Unlike hospices in the West, we operate what we call “hospice at home”, and at our out-patients facility. Generally speaking, patients in Africa want to be with their families and close to their ancestors at this time of life. The caring atmosphere is generally missing within hospitals in Malawi because they are so under-resourced – for example, you need to take a relative with you, otherwise there would be no-one to give you a wash or feed you.

 Providing palliative care at home means patients can remain in their community
Providing palliative care at home means patients can remain in their community

It is important that palliative care starts at the point of diagnosis, not just as death becomes imminent. This provides an opportunity for the patient to deal with their fears about the future of those they leave behind, as well as fears for themselves.

These fears are entirely understandable because Malawi only has two oncologists for a population of nearly 17 million, and has no dedicated cancer centre. The available chemotherapy is largely palliative rather than curative.

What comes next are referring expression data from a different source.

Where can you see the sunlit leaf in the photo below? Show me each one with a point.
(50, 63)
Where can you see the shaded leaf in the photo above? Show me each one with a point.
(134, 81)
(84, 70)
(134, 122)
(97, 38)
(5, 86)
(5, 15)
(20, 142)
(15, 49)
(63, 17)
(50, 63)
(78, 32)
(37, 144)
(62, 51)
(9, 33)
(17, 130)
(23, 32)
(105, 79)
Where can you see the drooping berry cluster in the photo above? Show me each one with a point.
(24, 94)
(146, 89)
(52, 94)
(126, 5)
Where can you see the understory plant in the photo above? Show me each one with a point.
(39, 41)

There is also lack of early diagnosis so by the time the patients come to us the cancer is already advanced and for them the only option is palliative care.

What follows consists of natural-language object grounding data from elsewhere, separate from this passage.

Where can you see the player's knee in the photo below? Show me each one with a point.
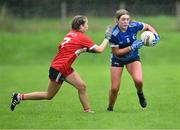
(81, 87)
(49, 97)
(139, 82)
(114, 90)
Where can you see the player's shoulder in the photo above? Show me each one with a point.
(115, 30)
(135, 23)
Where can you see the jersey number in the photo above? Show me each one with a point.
(66, 40)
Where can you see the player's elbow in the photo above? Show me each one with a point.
(98, 49)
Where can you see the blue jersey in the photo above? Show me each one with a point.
(123, 39)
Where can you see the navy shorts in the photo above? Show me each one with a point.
(55, 75)
(115, 62)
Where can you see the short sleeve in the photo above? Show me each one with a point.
(113, 41)
(87, 42)
(138, 25)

Some 50% of people in Africa do not see a health worker their entire lives. They may use herbal medicines and traditional healers which are cheaper than Western-trained health workers. For example, in Uganda there is one traditional healer to 450 people and one doctor to 20,000.

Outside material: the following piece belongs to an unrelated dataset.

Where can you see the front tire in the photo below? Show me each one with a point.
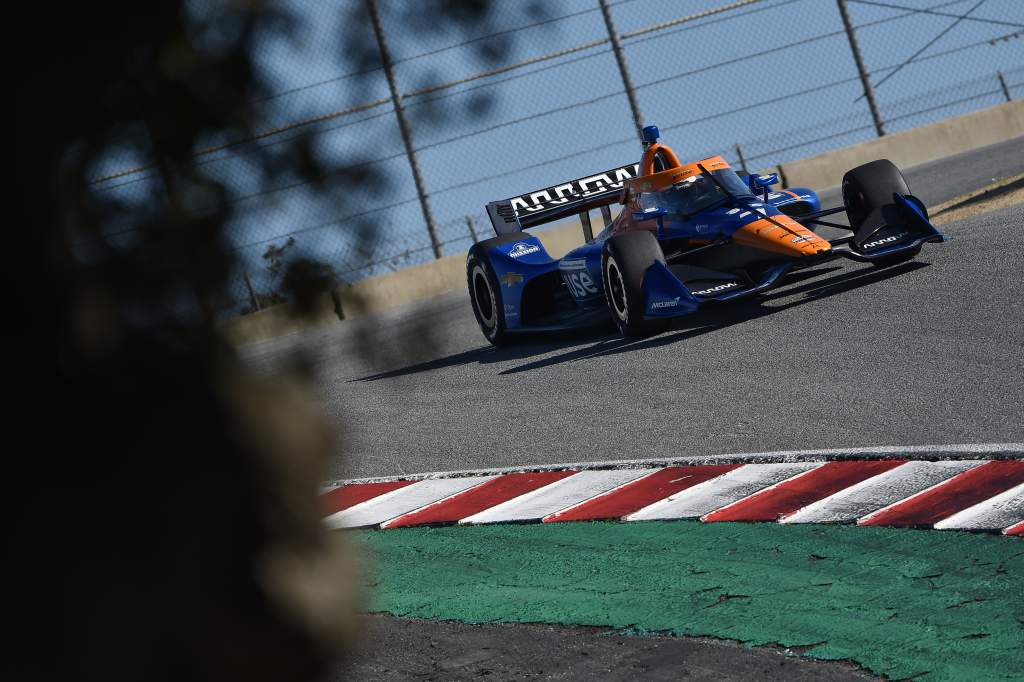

Jonathan was suffering from oesophageal cancer and HIV. The bottles contain morphine which is an affordable way for patients to manage their pain at home.
Jonathan was suffering from esophageal cancer and HIV. The bottles contain morphine which is an affordable way for patients to manage their pain at home.
His family wait outside his hut
His family wait outside his hut

Our care is holistic, which means that our trained staff multi-task in the relief of social, psychological and spiritual pain, as well as physical, whereas in the West different professionals would deal with different aspects of care. We know that unless we deal with these other aspects of pain – the social, the psychological and the spiritual – the physical pain cannot be managed.


Ndi Moyo grows herbs as an affordable way to help their patients:

  • Lemon grass helps patients excrete toxins
  • Aloe is a good balm for wounds and acts as a useful laxative
  • Artemisia has powerful immunity-boosting properties
  • Papaya sap is useful as an antiseptic
  • Vinca rosa lowers the white blood cell count

Source: Ndi Moyo


Holistic and extended care offers the terminally ill the time to make peace with any with whom they have been in conflict, the chance to forgive and be forgiven, the chance to renew love and be loved.

I feel that sometimes in the West it is easier for a doctor to suggest another treatment to a patient rather than to have the more difficult conversation about whether it may be better not to continue to treat a serious illness, partly because expectations in the West are higher.